Der Erste Senat des Bundesverfassungsgerichts (BVerfG) hat mit dem am 17. Dezember 2014 (Az. 1 BvL 21/12) verkündeten Urteil die Vorschriften zur Betriebsvermögensbegünstigung (§ 13a und § 13b ErbStG i.V.m. § 19 Abs. 1 ErbStG) für nicht mit dem Grundgesetz vereinbar erklärt. Die Karlsruher Richter fordern eine konkrete Bedürfnisprüfung für die Verschonung großer Familienunternehmen, Nachbesserungen bei der Arbeitnehmergrenze für die Anwendung der Lohnsummenregelung und der Mitbegünstigung von Verwaltungsvermögen sowie den Ausschluss nicht zweckentsprechender Gestaltungen. Der Gesetzgeber hat nun bis zum 30. Juni 2016 Zeit, eine verfassungskonforme Regelung einzuführen. Bis dahin gelten die für verfassungswidrig erklärten Vorschriften weiter.
 
Der Gesetzgeber hat mehrere Möglichkeiten, auf das Urteil des BVerfG zu reagieren.

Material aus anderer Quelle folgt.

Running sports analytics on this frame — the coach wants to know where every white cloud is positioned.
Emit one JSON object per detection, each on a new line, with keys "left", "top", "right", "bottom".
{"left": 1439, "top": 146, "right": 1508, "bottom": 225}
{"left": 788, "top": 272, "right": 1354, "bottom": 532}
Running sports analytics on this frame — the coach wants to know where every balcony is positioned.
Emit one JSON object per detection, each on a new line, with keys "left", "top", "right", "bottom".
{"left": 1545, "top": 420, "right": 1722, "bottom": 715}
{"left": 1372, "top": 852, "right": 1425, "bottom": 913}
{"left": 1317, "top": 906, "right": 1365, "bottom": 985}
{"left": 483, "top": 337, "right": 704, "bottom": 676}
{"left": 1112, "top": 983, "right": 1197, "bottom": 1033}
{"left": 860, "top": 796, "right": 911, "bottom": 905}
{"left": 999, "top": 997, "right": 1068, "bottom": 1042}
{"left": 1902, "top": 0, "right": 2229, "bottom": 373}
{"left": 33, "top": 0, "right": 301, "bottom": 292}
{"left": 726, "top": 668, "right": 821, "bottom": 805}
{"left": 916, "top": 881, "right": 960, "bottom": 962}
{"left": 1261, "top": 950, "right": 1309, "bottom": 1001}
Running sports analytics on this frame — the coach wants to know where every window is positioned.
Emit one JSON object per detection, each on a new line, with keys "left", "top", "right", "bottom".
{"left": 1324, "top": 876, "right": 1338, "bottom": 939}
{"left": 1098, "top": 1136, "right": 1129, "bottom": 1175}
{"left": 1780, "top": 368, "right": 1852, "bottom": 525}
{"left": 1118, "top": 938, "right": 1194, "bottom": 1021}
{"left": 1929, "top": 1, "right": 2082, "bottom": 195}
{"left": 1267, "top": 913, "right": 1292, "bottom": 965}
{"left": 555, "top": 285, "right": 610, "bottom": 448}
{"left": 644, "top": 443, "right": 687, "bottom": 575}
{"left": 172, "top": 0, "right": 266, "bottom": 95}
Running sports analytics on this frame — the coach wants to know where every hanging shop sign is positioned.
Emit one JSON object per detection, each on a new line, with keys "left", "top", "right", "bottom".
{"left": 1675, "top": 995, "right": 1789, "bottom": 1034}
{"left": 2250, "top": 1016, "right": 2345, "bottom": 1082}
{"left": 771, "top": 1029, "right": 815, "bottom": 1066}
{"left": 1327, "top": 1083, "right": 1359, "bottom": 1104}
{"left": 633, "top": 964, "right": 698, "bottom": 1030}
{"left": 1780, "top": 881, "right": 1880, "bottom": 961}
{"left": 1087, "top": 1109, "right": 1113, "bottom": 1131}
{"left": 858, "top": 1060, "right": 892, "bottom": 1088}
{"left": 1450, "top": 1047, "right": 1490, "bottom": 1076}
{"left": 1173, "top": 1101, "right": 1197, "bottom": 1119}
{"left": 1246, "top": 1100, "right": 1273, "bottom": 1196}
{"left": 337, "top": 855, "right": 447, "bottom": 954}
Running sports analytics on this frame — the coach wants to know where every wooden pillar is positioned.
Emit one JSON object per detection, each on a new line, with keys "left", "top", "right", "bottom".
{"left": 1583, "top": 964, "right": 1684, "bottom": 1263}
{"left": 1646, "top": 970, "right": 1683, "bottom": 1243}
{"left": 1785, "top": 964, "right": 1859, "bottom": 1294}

Offen ist, welche dieser Optionen sich in der politischen Diskussion letztlich durchsetzen wird. 
 

I. Abschaffung des Erbschaft- und Schenkungsteuergesetzes

II. Grundlegende Reform des Erbschaft- und Schenkungsteuergesetzes und Systemwechsel

1. Abschaffung der Verschonung und Einführung von Niedrig- bzw. Einheitstarifen

2. 10-10-Modell des Bundesverband der Steuerberater e.V. (BVStB)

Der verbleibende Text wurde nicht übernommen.